The Impacts Of Source Statistics On Joint Source-Channel Coding Over Standard And Non-standard Channels

As important components of information theory, source coding and channel coding have attracted much attention. The communication systems designed by Shannon’s separate coding theorem have dominated the research community for a long time, but the limitations of separation theorem make it difficult to be optimized for lots of practical situations. Therefore, joint source-channel coding (JSCC) has been proposed, where the residual redundancy left by source compression can be exploited to improve the overall performance and make the communications systems be optimized jointly.In the presence of different approaches to JSCC, an innovative structure that employs low-density parity-check (LDPC) codes as both source and channel codes has been illustrated to outperform tandem coding structures. With the good error performance of protograph LDPC codes, the JSCC systems that employ protograph LDPC codes can improve the BER performance significantly.Currently, although the problems of optimizing JSCC systems have been partially solved by theoretical researches, for example, some theoretical optimization results have been derived in order to achieve an optimal cost-distortion tradeoff.
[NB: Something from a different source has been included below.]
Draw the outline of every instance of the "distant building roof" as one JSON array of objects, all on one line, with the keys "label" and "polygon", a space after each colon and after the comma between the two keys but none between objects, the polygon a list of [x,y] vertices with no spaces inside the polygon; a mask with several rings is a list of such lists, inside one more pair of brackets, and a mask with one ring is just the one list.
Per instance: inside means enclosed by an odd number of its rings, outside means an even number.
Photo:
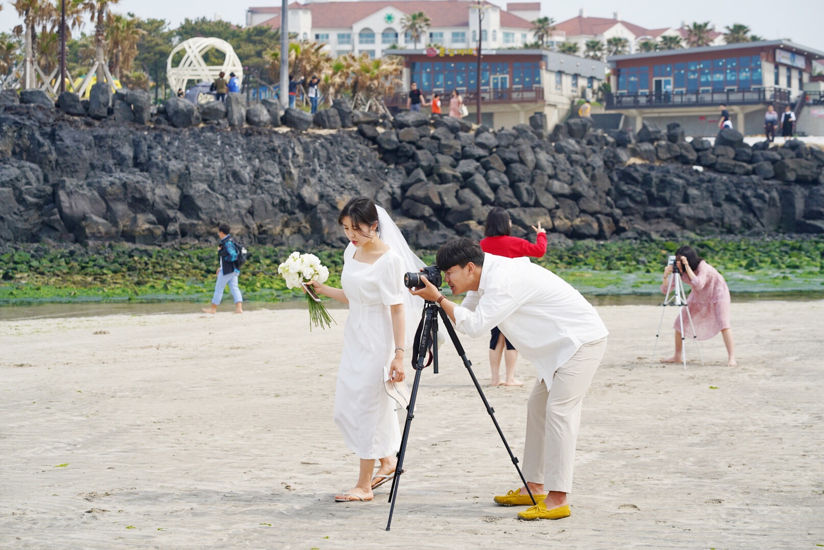
[{"label": "distant building roof", "polygon": [[[394,7],[406,14],[423,12],[432,21],[430,26],[449,27],[469,26],[469,7],[477,3],[477,2],[471,0],[366,0],[365,2],[322,2],[308,4],[295,2],[289,4],[289,7],[311,11],[311,26],[315,29],[350,27],[358,21],[386,7]],[[489,2],[482,0],[480,3],[489,4]],[[279,26],[279,6],[250,7],[248,11],[254,13],[271,13],[272,19],[259,25]],[[501,9],[501,26],[531,29],[532,24],[526,19]]]},{"label": "distant building roof", "polygon": [[700,48],[684,48],[681,49],[663,49],[658,52],[643,52],[639,54],[627,54],[625,55],[612,55],[606,58],[608,63],[623,61],[625,59],[643,59],[645,58],[658,58],[667,55],[709,54],[712,52],[723,52],[733,49],[742,49],[744,48],[770,48],[778,47],[791,52],[801,54],[804,56],[811,56],[811,60],[824,59],[824,52],[802,46],[801,44],[790,42],[789,40],[759,40],[758,42],[741,42],[738,44],[726,44],[723,46],[701,46]]}]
However, there are limited investigations into BER planes, and hence the impacts of source statistics on the BER performance of JSCC systems with protograph LDPC codes still needs to be discussed, which would act as foundations for further theoretical researches.First, this paper investigates the impacts of source entropy, overall coding rate, iteration number and the side information correlated to sources on BER performance of JSCC systems over standard (AWGN) channels. Simulation results indicated that the source entropy is the dominant factor to affect the BER performance, when source entropy is less than the source coding rate; otherwise, the correlation between side information and transmitted source is the dominant factor. Second, this paper proposes a novel joint protograph extrinsic information transfer (PEXIT) algorithm over non-standard (Rayleigh fading) channels, which takes source statistics and receive antenna diversity into consideration. With the theoretical results of joint PEXIT algorithm, this paper revealed that source statistics (sparsity) plays a more vital role than diversity orders in improving both convergence and error performances under fading environments.